The Linux Journaling Block Device
Date: Jan 20, 2006
Atomicity is a property of an operation either to succeed or fail completely. Disks assure atomicity at the sector level. This means that a write to a sector either goes through completely or not at all. But when an operation spans over multiple sectors of the disk, a higher-level mechanism is needed. This mechanism should ensure that modifications to the entire set of sectors are handled atomically. Failure to do so leads to inconsistencies.
Let’s look at how these inconsistencies could be introduced to a filesystem. Say we have an application that creates a file. The filesystem internally has to decrease the number of free inodes by one, intialize the inode on the disk and add an entry to the parent directory for the newly created file. But what happens if the machine crashes after only the first operation is executed? In this circumstance, an inconsistency has been introduced in the filesystem. The number of free inodes has decreased, but no initialisation of the inode has been performed on the disk.
The only way to detect these inconsistencies is by scanning the entire filesystem. This task is called fsck, filesystem consistency check. In large installations, the consistency check requires a significant amount of time (many hours) to check and fix inconsistencies. As you might have guessed, such downtime is not desirable. A better approach to solve this problem is to avoid introducing inconsistencies in the first place, and this could be accomplished by providing atomicity to operations. Journaling is such a way to provide atomicity to operations.
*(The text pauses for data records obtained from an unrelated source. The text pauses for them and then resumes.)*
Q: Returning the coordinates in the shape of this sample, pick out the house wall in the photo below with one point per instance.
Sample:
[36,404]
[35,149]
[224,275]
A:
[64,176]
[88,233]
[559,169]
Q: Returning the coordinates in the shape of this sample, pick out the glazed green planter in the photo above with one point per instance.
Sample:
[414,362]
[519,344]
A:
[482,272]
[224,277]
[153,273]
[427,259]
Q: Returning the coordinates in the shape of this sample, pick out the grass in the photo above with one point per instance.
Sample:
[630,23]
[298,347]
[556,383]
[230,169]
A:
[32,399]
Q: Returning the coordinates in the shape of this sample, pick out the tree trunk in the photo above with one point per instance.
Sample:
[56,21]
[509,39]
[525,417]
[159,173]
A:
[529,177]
Simply stated, using journaling is like using a scratch pad. You perform operations on the scratch pad, and once you are satisfied that the operations are correct, you reflect them in a fairer copy.
In the case of filesystems, all the metadata and data are stored on the block device for the filesystem. Journaling filesystems use a journal or the log area as the scratch pad. A journal may be a part of the same block device or it may be a separate device in itself. A journaling filesystem first records all the operations it has performed in the journal. Once the set of operations that is part of one single atomic operation has completed and been recorded in the journal, only then is it writtent to the actual block device. Henceforth, the term disk is used to indicate the actual block device, whereas the term journal is used for the log area.
Journal Recovery Scenarios
The example operation from above requires that three blocks be modified—the inode count block, the block containing the on-disk inode and the block holding the directory where the entry is to be added. All of these blocks first are written to the journal. After that, a special block, called the commit record, is written to the journal. The commit record is used to indicate that all the blocks belonging to a single atomic operation are written to the journal.
Given journaling behavior, then, here is how a journaling filesystem reacts in the following three basic scenarios:
- The machine crashes after only the first block is flushed to the journal. In this case, when the machine comes back up again and checks the journal, it finds an operation with no commit record at the end. This indicates that it may not be a completed operation. Hence, no modifications are done to the disk, preserving the consistency.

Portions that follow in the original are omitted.